If anyone would be willing to help out, or if you need any other additional info to maybe help you gain a better understanding of the problem, please let me know!
Since you are using binary cross entropy, the activation function in the dense layer with 1 unit should be "sigmoid". Since you are not using a GPU you have very long training times per epoch. To see if the model is working correctly you may want to reduce this time. There are few things you could do. Try reducing the image size say to 128 by 128. With 224 X 224 you have 50176 pixels to process versus 16384 for the 128 X 128 image so you reduce the computations by about a factor of 3. Also you have two dense layers with 4096 units. This is also computationally expense. It may also lead to overfitting. Try your model initially without these layers and see how it performs. I am not a fan of early stopping because it is a crutch to avoid dealing with the over fitting issue. If you encounter over fitting add a dropout layer to help avoid it. Finally I recommend you use an adjustable learning rate. The callback ReduceLROnPlateau makes this easy to do. Set it to monitor validation loss.

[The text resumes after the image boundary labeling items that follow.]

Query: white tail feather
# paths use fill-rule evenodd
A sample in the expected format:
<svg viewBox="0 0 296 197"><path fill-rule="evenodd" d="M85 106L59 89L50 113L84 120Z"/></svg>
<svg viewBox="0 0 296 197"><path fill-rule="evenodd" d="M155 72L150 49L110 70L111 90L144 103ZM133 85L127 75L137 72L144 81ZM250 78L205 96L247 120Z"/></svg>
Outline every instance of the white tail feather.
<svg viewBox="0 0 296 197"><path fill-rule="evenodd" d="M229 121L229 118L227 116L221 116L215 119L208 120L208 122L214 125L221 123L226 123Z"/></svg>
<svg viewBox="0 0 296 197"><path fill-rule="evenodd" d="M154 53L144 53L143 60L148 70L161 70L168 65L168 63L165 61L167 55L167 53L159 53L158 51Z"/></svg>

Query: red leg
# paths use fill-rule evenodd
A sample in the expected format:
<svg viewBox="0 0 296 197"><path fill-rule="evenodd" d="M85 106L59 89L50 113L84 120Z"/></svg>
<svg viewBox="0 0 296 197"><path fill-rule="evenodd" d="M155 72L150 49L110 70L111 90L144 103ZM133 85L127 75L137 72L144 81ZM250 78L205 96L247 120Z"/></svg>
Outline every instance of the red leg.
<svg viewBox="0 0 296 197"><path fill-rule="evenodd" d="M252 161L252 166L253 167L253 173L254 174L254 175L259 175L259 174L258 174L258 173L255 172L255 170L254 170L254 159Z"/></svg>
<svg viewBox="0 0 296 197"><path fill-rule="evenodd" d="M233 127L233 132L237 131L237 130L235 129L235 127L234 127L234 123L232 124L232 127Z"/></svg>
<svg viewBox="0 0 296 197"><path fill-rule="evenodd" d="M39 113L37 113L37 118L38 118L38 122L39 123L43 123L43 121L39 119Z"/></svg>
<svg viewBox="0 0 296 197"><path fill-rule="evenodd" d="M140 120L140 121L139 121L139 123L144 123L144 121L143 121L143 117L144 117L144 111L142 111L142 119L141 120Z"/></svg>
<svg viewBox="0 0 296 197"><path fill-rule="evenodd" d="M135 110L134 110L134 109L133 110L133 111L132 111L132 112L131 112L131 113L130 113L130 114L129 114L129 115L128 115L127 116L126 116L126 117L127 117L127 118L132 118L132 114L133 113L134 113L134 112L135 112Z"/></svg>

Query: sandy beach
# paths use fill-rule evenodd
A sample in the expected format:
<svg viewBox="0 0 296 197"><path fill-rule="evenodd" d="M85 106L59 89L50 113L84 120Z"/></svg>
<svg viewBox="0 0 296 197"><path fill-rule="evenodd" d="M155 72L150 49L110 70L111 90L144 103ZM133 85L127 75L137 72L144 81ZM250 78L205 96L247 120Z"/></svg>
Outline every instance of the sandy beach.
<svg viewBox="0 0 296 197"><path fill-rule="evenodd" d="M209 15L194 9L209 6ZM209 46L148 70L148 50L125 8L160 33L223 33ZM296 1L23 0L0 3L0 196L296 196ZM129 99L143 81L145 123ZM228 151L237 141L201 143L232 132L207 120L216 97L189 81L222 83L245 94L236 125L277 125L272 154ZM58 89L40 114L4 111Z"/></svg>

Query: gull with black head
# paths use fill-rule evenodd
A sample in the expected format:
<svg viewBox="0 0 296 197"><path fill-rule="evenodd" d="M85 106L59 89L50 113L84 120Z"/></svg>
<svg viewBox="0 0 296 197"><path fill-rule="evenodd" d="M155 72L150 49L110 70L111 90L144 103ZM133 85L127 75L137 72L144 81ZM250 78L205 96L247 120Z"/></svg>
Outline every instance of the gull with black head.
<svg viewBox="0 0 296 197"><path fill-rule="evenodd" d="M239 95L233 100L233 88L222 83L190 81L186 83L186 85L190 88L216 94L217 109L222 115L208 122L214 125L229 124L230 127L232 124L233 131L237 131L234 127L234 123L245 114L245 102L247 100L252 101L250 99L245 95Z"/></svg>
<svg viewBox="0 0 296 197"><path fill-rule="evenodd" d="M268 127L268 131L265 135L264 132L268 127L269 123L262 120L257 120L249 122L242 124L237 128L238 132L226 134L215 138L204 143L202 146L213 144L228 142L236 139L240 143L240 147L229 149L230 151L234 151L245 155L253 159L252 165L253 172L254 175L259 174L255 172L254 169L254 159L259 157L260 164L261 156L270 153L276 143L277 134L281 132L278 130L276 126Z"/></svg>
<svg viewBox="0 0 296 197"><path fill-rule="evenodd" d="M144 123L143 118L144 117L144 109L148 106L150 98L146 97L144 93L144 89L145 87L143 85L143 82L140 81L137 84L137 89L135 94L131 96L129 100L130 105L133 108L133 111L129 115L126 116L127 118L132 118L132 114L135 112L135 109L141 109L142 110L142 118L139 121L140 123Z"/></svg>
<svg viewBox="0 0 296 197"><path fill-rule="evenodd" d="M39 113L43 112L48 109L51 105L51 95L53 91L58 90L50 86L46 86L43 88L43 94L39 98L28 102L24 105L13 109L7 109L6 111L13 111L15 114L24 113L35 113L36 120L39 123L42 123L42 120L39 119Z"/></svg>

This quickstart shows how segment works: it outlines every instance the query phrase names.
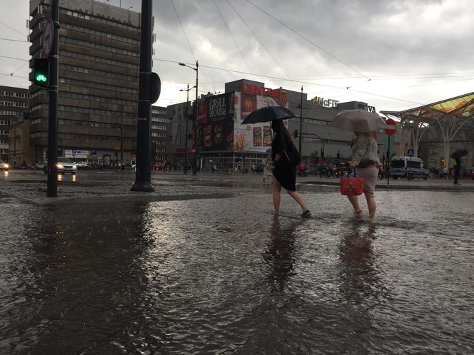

You can set the parameters to reduce the learning rate a factor<1 if the loss fails to decrease after "patience" number of consecutive epochs. I usually use factor=.5 and patience=1. This also enables you to use a larger initial learning rate for faster convergence. Documentation is here. You need to let your model run for several epochs to see if the training loss and validation loss are decreasing.